Nadia llevó a su nuevo amigo a conocer el pueblo, lo cual
les tomó apenas media hora, pues no había mucho que ver.
Súbitamente estalló una tormenta de relámpagos, que cruzaban
el cielo en todas direcciones, y empezó a llover a raudales. Era
una lluvia caliente como sopa, que convirtió las angostas
callejuelas en un humeante lodazal. La gente en general
buscaba amparo bajo algún techo, pero los niños y los indios
continuaban en sus actividades, indiferentes por completo al
aguacero. Alex comprendió que su abuela tuvo razón al
sugerirle que reemplazara sus vaqueros por ropa ligera de
algodón, más fresca y fácil de secar. Para escapar de la lluvia,
los dos chicos se metieron en la iglesia, donde encontraron a un
hombre alto y fornido, con unas tremendas espaldas de leñador
y el cabello blanco, a quien Nadia presentó como el padre
Valdomero. Carecía por completo de la solemnidad que se
espera de un sacerdote: estaba en calzoncillos, con el torso
desnudo, encaramado a una escalera pintando las paredes con
cal. Tenía una botella de ron en el suelo.

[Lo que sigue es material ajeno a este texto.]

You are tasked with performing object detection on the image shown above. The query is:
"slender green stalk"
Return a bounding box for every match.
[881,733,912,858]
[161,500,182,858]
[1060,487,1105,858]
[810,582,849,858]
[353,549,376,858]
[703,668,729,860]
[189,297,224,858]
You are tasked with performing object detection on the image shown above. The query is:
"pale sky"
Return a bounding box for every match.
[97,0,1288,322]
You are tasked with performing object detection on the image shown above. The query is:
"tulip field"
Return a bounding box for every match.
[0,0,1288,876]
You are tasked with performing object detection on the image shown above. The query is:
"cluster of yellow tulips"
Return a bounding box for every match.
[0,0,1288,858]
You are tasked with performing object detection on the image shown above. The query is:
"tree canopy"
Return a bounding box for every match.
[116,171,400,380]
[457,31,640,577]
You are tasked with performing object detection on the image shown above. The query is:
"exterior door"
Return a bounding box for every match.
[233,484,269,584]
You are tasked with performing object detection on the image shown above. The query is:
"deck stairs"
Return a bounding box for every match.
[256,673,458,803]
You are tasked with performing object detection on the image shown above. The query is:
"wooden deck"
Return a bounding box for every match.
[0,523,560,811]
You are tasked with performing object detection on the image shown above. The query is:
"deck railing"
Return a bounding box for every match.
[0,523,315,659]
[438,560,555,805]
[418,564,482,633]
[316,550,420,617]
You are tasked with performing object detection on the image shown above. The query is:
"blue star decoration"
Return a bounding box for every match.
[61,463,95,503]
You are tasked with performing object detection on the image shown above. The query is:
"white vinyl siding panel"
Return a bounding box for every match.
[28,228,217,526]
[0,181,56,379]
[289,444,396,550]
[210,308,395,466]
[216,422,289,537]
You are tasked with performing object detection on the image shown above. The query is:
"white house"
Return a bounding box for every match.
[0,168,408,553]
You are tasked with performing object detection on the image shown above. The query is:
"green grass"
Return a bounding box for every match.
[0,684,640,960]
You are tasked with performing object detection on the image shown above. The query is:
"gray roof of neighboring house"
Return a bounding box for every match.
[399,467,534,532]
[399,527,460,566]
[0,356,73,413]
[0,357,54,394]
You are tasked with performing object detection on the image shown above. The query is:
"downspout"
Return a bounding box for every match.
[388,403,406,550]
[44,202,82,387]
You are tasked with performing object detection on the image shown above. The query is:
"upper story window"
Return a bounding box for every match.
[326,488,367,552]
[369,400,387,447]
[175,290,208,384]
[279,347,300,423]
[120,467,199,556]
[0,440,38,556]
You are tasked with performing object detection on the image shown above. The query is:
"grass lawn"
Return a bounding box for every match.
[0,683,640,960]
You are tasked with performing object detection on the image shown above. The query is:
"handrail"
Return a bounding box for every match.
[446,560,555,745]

—El padre Valdomero ha vivido aquí desde antes de la
invasión de las hormigas —lo presentó Nadia.
—Llegué cuando se fundó este pueblo, hace casi cuarenta
años, y estaba aquí cuando vinieron las hormigas. Tuvimos que
abandonar todo y salir escapando río abajo. Llegaron como una
enorme mancha oscura, avanzando implacables, destruyendo
todo a su paso —contó el sacerdote.
—¿Qué pasó entonces? —preguntó Alex, quien no podía
imaginar un pueblo víctima de insectos.